SPARK_VERSION=“2.3.0”
/usr/bin/sudo pip install decorator
sudo yum update -y
sudo yum install g++ cmake git -y
git clone GitHub - hail-is/hail: Cloud-native genomic dataframes and batch computing
cd hail/
git checkout $HAIL_VERSION
./gradlew -Dspark.version=$SPARK_VERSION shadowJar archiveZip
cp $PWD/build/distributions/hail-python.zip $HOME
cp $PWD/build/libs/hail-all-spark.jar $HOME
echo “” >> $HOME/.bashrc
echo “export PYTHONPATH=${PYTHONPATH}:$HOME/hail-python.zip” >> $HOME/.bashrc
afterwards I tried to start pyspark using the following command:
pyspark --jars hail-all-spark.jar --py-files hail-python.zip
as I try to import Hail I get the following error
sc.addFile(‘/home/hadoop/hail-all-spark.jar’)

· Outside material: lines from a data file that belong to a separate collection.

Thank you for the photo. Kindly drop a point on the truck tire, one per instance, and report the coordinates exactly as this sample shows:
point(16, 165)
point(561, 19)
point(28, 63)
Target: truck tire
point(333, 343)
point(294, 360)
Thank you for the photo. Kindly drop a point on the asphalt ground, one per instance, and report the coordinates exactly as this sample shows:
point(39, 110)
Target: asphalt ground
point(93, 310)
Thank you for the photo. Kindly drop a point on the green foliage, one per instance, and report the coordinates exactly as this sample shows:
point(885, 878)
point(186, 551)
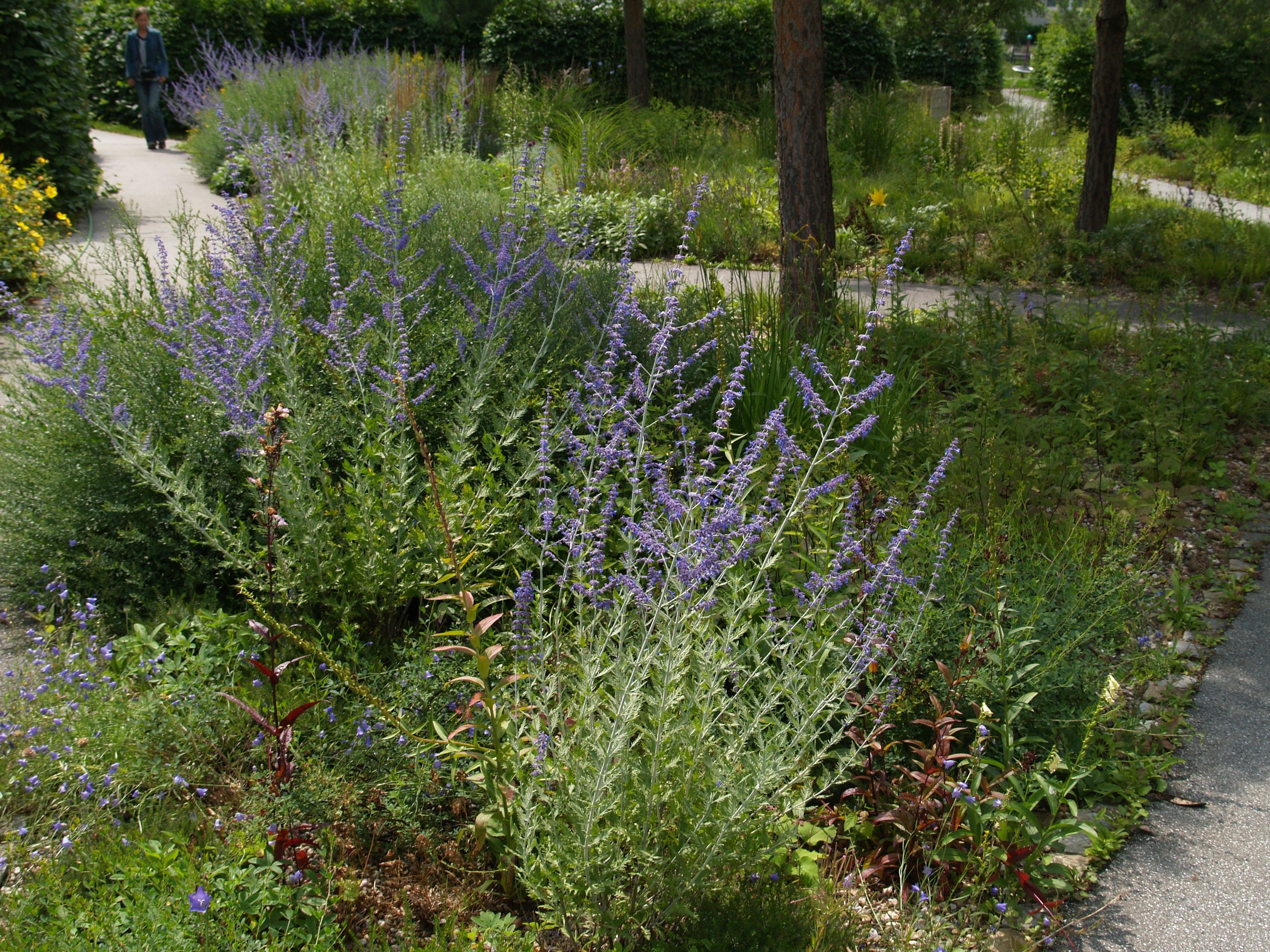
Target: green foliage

sc.addPyFile(‘/home/hadoop/hail-python.zip’)
from hail import *
Traceback (most recent call last):
File “”, line 1, in
File “/mnt/tmp/spark-7970940d-c351-48d6-be82-1c2cb4647b24/userFiles-7fa2e70a-b1b5-48a3-bcf8-fba119200a8a/hail-python.zip/hail/init.py”, line 1, in
#
File “/mnt/tmp/spark-7970940d-c351-48d6-be82-1c2cb4647b24/userFiles-7fa2e70a-b1b5-48a3-bcf8-fba119200a8a/hail-python.zip/hail/expr.py”, line 3, in
File “/mnt/tmp/spark-7970940d-c351-48d6-be82-1c2cb4647b24/userFiles-7fa2e70a-b1b5-48a3-bcf8-fba119200a8a/hail-python.zip/hail/representation/init.py”, line 1, in
#
File “/mnt/tmp/spark-7970940d-c351-48d6-be82-1c2cb4647b24/userFiles-7fa2e70a-b1b5-48a3-bcf8-fba119200a8a/hail-python.zip/hail/representation/variant.py”, line 2, in
File “/mnt/tmp/spark-7970940d-c351-48d6-be82-1c2cb4647b24/userFiles-7fa2e70a-b1b5-48a3-bcf8-fba119200a8a/hail-python.zip/hail/typecheck/init.py”, line 1, in
#
File “/mnt/tmp/spark-7970940d-c351-48d6-be82-1c2cb4647b24/userFiles-7fa2e70a-b1b5-48a3-bcf8-fba119200a8a/hail-python.zip/hail/typecheck/check.py”, line 1, in
ImportError: cannot import name getargspec
hc = HailContext(sc)
Traceback (most recent call last):
File “”, line 1, in
NameError: name ‘HailContext’ is not defined
Could someone explain why this is happening?